Prabha Unnithan Named New President of Western Social Science Association

N. Prabha Unnithan, professor of Sociology at CSU, became president of the Western Social Science Association at the group’s annual conference in Albuquerque.

Unnithan, who serves as director of CSU’s Center for the Study of Crime and Justice, will oversee WSSA for the coming year. He takes over from CSU alumnus Les Alm (Ph.D. Political Science ’88), who is a distinguished professor of public administration at Boise State University.

WSSA was founded in 1958 with a mission to foster professional study, advance research and promote the teaching of social science.Its 850 members hail from throughout the western United States, Canada and Mexico.
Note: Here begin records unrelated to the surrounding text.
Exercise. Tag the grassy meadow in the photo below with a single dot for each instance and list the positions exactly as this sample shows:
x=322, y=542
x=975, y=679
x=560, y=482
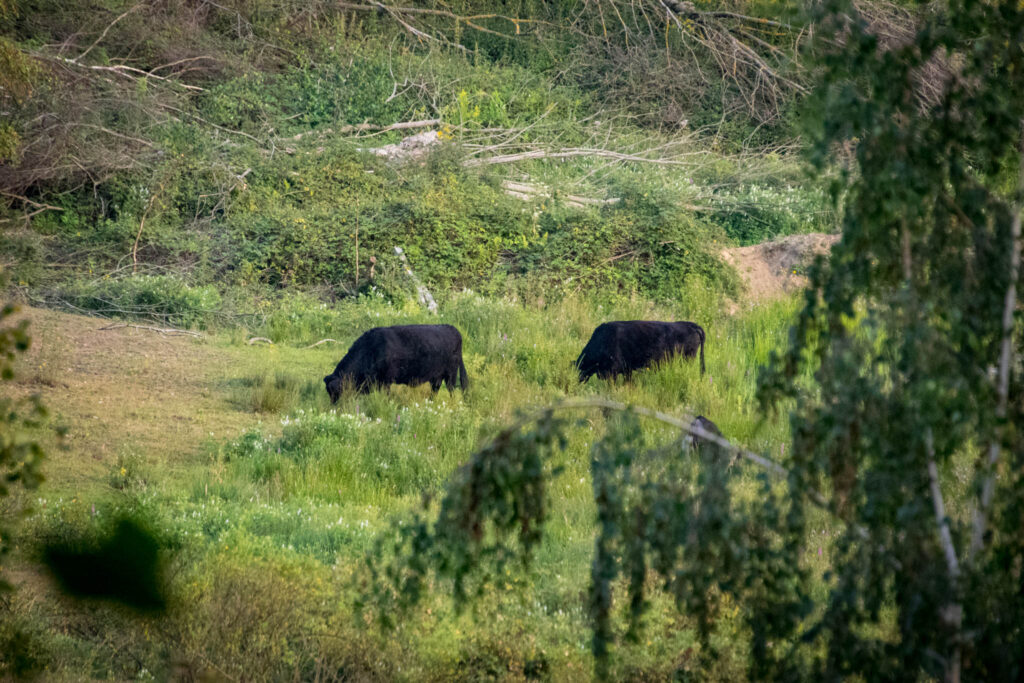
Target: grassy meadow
x=268, y=499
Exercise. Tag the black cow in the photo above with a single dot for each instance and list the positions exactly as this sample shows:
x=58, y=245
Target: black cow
x=401, y=354
x=621, y=347
x=709, y=427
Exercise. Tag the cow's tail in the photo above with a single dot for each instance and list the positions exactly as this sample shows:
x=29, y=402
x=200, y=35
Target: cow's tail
x=701, y=350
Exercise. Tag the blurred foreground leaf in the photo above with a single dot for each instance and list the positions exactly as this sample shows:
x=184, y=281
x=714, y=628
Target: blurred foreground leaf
x=123, y=566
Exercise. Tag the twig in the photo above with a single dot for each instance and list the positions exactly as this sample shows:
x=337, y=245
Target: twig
x=323, y=341
x=358, y=128
x=126, y=72
x=163, y=331
x=103, y=34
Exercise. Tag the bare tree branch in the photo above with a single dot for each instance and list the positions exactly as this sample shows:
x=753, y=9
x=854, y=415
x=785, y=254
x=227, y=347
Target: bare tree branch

Expanding organization’s reach

Unnithan, a Malaysian native who has been on CSU’s faculty since 1987, is an expert on violence, corrections and other criminology subjects. He hopes to expand WSSA’s reach and include more undergraduate and graduate students in the organization.

“We have always had good participation from Canada and Mexico, and now we have more Association of Borderlands Studies members from Europe and Asia and scholars from other Latin American countries participating,” he said. “WSSA is also co-sponsoring an International Conference on Behavioral & Social Science Research in Malaysia as a way of expanding the socials sciences in a developing country and region. Since I was born and raised in Malaysia (to parents who migrated from India), this is particularly gratifying to me as the organizers invited me to work with them to plan the conference in August, 2014.”

Dr. Tara Shelley, Sociology, part of a 2014-15 Research Team to be funded by SOGES

The Institutionalization of Equity and Environmental Justice at CSU: A Proposal for an Interdisciplinary Working Group. Principal Investigators: Tara O’Connor Shelley, Department of Sociology; Melinda Laituri, Department of Ecosystem Science and Sustainability; and Dimitris Stevis, Department of Political Science. This research team’s mission is to explore how and why Equity and Environmental Justice are important elements of the study of the environment, public health, and sustainability at CSU.


Congratulations Dr. Shelley!


Michael Carolan, Sociology, publishes Cheaponomics: The High Cost of Low Prices

Cheaponomics is a revelation! It uncovers the devastating truth behind the modern economy of ‘bargains’. It turns out to be like a game of global Whack-a-Mole – when prices are pushed down in one place, the real costs pop up somewhere else, often in our own backyards. Michael Carolan finishes by describing a new game that would make 99% of us better off.” – Clive Hamilton, Professor of Public Ethics at Charles Sturt University, Canberra, Australia and author of Growth Fetish, Affluenza and Requiem for a Species.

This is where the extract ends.